人柄のアピールについて、採用基準的考え方については以前に2007年度版と2009年度版のエントリを寄稿しましたけれども、それらもふまえ、今の時代に転職をうまくやって実現していただくために、別の視点からもできるだけ簡単に「心得」を解説しておきます。
まず、くどいですが・・・
「人柄で採用してくれ」は言いすぎです。
「成果創出能力はもちろん、でも人柄も是非診てほしい」というスタンスが重要です。
ですが、「人柄」がダメなのに、高い「成果創出能力」だけで採用されることは、殆どないです(個人的には残念なことに、ゼロでもありません・・・)。人間商売、人間資本の仕事であればあるほど、これは明確です。
その昔、「人柄で欠落した部分が多々あっても高い能力があれば問題ない」という文化がコンサルファーム業界に存在していたことは事実かなあと思っています(個人的には)。
ですが、今の時代は明らかにそれは通用しません。そこまでコンサルティングビジネスは昔のような圧倒的「競争優位性」がないのです。コンサルティングサービスに頼らなくとも代替案を駆使して(多少回り道したり少し余計なコストがかかったとしても)実現できるソリューションが増えてきて、すなわち差別化要因が非常に薄れてきているのです。
これを、これからの時代は、「人柄」のすばらしさで補うべきと思っています。高い能力は当たり前、だけどその能力を発揮してもらう場所は大抵がクライアント・サイトです。

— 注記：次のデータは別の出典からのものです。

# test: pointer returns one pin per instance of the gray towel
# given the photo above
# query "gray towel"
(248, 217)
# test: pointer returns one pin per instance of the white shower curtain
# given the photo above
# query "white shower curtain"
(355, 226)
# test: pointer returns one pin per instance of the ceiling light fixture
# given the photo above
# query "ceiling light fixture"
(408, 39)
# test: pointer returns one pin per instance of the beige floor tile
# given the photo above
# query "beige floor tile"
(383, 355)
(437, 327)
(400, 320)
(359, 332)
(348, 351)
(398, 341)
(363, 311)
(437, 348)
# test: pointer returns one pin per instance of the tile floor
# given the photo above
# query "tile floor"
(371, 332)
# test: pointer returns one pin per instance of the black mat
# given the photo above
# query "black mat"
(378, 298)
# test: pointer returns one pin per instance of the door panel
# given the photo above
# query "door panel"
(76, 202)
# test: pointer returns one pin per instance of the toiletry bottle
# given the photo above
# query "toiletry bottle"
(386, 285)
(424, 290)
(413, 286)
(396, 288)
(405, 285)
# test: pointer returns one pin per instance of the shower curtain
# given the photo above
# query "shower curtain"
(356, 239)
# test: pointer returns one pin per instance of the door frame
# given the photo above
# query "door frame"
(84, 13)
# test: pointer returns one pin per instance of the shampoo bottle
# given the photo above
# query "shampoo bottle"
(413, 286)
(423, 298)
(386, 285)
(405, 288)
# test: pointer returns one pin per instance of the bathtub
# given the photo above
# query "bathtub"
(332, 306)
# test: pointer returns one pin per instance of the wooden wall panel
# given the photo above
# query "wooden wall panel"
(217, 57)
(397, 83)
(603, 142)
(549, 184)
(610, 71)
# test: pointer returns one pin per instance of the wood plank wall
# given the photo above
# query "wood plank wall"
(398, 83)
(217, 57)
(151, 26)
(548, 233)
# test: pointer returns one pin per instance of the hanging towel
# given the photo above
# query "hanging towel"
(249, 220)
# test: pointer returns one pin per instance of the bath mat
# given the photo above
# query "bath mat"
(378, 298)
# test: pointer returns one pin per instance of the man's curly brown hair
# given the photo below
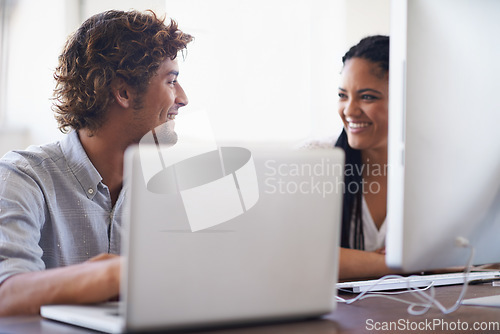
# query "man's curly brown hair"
(114, 44)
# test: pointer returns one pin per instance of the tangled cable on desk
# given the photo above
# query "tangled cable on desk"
(426, 295)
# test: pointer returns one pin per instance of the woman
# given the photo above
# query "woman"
(363, 108)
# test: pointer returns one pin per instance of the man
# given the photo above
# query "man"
(61, 204)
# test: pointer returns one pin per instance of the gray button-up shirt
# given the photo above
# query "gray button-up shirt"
(54, 209)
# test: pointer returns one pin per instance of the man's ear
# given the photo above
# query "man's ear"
(122, 93)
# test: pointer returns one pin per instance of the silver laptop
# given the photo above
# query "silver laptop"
(224, 237)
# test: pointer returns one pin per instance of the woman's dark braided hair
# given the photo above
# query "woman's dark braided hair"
(375, 49)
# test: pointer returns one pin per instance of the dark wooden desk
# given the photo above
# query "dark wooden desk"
(361, 317)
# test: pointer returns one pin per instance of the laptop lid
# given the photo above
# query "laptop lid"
(230, 236)
(262, 246)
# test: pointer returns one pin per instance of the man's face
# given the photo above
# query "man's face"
(162, 99)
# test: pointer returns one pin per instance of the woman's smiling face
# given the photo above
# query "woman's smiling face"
(363, 104)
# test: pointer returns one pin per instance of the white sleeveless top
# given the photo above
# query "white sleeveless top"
(374, 238)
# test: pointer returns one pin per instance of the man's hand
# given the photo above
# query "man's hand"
(95, 280)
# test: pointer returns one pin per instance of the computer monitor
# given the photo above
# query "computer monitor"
(444, 136)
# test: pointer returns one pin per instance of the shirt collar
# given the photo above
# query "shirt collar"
(80, 164)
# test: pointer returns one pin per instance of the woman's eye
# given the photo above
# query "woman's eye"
(369, 97)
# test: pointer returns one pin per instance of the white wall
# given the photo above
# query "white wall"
(265, 70)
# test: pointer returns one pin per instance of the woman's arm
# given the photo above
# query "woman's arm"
(356, 263)
(96, 280)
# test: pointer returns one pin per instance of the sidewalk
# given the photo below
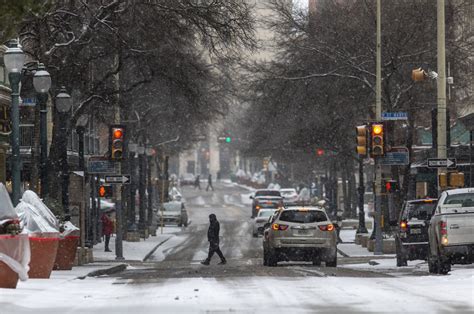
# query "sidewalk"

ですからどうせならその成果創出のプロセスを共有する周囲にとって、「ああ、この人と一緒に仕事できて本当に良かった」と感動してもらえるような人柄が重要なのです。
コンサルタントとして素養がそれなりに優秀だろうということは、当然わかっているうえで、採用サイドはさらにその人が「加わる」ことで、どれだけ周囲に良い影響が付加価値的に創出されるだろうかという点に、特に今は大いに期待をしているのです。ただでさえ、私は世間にコンサルタントが(あるいはファームが)とても増えたと思っていますし、そもそも景気のこともありそれは需要に比べて明らかに多すぎると思っています。そんな時代に「人柄」を無視した「高成果創出」コンサルタントのどれだけが生き延びていけるのか、大いに疑問です。今こそ人間資本商売の何たるかが問われていると、とても身が引き締まります。
私が考える「人柄」の3本柱は、
「自分が語る前に人の話をまず親身になって良く聞けること」
「いつも真剣な顔で仕事に臨み、それでいて必要なときは笑顔を心から表現できる」
「真面目第一、手を抜かず、そして常に他人の事を始めに考える」
人材商売と思えば、当然とも思っています。
でも、自戒を込めていいますが、毎日実践するのはとても難しいです。
継続的な努力が必要です。ですが、その心がけがまずあれば、転職プロセスで「人柄」を疑問視されることもないでしょう。
いろいろ語ってきましたが、雇用形態とか契約形態に限らず、これらのポイントを日頃の活動で適宜参考にしていただければ幸いです。